В Афганистане на протяжении десятилетий не прекращаются террористические акты. США, и те признались в своем бессилии остановить вооруженные столкновения в этой многострадальной стране. И они, США, действительно бессильны, поскольку Афганистану нужен мир. А мир предполагает наличие рабочих мест, рынка труда, производственных предприятий и, обязательно, верховенство закона. Что из перечисленного есть сегодня в Афганистане? Китай никогда не допустит превращения Синьцзяна в Афганистан, Сирию или Ирак.
Мировое сообщество не должно основываться на заключениях западных СМИ, имеющих односторонний подход к этому вопросу и освещающих проблему, мягко говоря, необъективно. В центрах, в которых нам довелось побывать, мы не увидели колючей проволоки. В каждом учреждении есть комната для переговоров по 20-ти телефонным аппаратам. Воспитуемые в любое время могут свободно поговорить с членами своей семьи.

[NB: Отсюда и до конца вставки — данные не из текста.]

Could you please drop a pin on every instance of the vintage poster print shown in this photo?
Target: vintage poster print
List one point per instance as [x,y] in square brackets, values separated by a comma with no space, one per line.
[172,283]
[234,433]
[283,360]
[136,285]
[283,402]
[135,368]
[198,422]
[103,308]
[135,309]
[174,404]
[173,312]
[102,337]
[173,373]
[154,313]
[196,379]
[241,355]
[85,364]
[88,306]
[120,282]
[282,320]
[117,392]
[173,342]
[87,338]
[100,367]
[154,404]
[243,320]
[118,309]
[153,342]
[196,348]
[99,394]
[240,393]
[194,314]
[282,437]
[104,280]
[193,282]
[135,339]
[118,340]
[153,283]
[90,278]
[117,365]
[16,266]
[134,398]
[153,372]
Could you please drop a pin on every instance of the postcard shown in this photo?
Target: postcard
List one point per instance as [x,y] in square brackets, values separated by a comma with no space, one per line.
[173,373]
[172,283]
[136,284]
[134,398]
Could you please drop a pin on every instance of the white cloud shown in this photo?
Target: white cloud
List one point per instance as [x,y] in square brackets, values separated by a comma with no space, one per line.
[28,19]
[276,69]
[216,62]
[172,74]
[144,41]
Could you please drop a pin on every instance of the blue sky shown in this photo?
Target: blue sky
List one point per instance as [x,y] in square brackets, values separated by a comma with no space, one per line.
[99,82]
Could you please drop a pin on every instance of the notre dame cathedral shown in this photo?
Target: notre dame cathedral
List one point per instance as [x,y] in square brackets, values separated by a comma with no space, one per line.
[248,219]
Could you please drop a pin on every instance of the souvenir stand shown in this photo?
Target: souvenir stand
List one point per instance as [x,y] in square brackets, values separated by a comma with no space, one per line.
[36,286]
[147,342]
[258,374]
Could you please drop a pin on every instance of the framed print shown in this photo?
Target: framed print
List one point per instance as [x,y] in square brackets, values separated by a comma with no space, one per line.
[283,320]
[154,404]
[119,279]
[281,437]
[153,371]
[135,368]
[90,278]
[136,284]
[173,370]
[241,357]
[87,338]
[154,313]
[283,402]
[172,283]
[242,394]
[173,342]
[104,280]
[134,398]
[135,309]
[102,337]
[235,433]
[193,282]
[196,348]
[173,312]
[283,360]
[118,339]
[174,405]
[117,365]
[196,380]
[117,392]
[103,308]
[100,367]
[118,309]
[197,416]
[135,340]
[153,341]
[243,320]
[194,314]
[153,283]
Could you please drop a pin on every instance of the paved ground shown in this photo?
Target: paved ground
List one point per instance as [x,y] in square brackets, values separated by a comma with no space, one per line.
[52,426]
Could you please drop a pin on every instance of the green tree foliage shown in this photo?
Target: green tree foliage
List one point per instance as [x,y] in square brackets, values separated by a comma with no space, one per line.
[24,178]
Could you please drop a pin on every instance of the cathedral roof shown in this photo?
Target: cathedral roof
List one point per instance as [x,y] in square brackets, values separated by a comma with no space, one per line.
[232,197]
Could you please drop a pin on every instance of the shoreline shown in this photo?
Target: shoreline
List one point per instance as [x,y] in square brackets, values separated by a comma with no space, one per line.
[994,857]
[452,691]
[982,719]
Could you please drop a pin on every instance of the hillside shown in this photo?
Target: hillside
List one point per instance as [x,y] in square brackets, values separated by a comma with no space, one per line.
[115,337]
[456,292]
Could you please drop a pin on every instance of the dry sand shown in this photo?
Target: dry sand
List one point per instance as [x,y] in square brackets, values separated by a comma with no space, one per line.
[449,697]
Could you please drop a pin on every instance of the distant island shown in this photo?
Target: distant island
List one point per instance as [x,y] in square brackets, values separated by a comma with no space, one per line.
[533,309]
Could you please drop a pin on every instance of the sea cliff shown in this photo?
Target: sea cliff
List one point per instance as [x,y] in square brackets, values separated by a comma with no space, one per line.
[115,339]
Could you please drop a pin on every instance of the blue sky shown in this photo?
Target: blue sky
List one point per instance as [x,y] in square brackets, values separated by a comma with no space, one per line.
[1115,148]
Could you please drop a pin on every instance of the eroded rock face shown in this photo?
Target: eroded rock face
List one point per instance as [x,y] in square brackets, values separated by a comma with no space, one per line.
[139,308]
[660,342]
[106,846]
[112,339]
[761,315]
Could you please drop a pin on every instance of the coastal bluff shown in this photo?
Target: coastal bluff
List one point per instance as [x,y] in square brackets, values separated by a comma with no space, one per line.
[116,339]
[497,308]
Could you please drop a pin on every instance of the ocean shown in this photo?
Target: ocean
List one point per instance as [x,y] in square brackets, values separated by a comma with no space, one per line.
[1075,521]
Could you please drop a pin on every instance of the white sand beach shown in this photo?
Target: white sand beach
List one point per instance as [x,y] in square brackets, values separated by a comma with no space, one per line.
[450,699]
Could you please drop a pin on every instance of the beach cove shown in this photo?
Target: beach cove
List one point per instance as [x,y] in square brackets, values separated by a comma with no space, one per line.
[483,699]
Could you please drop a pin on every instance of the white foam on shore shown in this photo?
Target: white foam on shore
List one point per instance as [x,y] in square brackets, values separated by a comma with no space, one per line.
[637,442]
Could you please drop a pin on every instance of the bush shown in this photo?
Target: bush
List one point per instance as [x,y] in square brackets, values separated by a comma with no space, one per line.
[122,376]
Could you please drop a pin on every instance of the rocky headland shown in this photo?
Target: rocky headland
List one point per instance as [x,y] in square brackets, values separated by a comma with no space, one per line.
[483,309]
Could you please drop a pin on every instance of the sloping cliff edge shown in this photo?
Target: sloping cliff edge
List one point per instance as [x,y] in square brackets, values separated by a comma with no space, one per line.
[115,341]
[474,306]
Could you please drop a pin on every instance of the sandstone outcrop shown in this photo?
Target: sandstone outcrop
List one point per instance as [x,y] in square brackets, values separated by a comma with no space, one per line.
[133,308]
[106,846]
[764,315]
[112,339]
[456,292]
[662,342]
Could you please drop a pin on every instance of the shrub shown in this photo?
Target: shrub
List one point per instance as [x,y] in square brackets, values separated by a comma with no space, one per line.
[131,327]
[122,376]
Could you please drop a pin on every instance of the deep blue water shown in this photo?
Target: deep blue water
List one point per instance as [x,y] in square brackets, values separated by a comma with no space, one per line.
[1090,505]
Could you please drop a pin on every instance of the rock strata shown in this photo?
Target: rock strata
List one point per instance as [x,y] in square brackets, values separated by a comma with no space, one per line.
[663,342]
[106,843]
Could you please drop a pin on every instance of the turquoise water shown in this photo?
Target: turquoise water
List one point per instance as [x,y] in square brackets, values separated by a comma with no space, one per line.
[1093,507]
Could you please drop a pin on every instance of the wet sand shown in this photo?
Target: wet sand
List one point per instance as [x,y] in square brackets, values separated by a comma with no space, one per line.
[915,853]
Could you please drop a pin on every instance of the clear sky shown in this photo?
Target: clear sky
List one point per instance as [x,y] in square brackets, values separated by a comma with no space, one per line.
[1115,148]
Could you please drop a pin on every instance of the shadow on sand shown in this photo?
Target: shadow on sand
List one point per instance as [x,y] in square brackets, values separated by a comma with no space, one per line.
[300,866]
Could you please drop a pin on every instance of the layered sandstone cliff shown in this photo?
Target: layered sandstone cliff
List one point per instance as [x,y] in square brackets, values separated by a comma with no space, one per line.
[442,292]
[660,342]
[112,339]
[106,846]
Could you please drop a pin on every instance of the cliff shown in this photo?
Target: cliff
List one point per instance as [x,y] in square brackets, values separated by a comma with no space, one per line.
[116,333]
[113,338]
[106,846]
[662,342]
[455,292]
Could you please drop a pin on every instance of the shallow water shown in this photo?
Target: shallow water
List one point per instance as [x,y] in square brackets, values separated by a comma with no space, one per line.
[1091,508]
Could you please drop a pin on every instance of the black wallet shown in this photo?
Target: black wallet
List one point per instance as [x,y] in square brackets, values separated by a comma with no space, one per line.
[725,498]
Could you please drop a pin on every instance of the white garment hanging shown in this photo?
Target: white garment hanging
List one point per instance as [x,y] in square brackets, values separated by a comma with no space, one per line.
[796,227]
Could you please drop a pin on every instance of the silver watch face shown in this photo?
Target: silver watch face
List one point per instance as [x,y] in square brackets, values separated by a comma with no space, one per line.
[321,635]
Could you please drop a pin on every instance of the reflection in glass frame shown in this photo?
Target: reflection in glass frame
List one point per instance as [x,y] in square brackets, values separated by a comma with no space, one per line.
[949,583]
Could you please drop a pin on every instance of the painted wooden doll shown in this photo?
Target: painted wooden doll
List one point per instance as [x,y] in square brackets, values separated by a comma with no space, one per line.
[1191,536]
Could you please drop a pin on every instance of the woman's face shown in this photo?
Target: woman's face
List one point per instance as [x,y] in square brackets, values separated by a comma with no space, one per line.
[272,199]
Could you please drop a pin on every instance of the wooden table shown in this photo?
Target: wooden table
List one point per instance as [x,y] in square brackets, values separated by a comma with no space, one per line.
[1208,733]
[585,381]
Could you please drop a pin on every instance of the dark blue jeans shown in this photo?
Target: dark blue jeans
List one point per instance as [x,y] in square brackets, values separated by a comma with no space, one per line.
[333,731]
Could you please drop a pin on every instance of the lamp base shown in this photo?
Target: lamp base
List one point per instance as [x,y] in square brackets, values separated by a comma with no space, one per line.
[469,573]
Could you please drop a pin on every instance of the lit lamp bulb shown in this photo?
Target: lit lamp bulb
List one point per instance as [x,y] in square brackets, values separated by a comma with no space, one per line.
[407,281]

Если первое время обитатели центров носили одинаковую одежду, то теперь каждый ходит в той одежде, в которой хочет. Выбор рекомендованных 15 профессий – свободный. Предоставлена возможность раз в неделю съездить домой, навестить семью. А теперь ответьте: можно назвать такой центр тюрьмой или же лагерем?
Возможно, кому-то не понравится эта статья. Однако я написал лишь о том, что увидел собственными глазами, привел слова и мысли своих собеседников. Журналист не судья. Он не вправе выносить приговор или принимать решение. Но он обязан объективно освещать действительность. А делать выводы – приоритет читателя.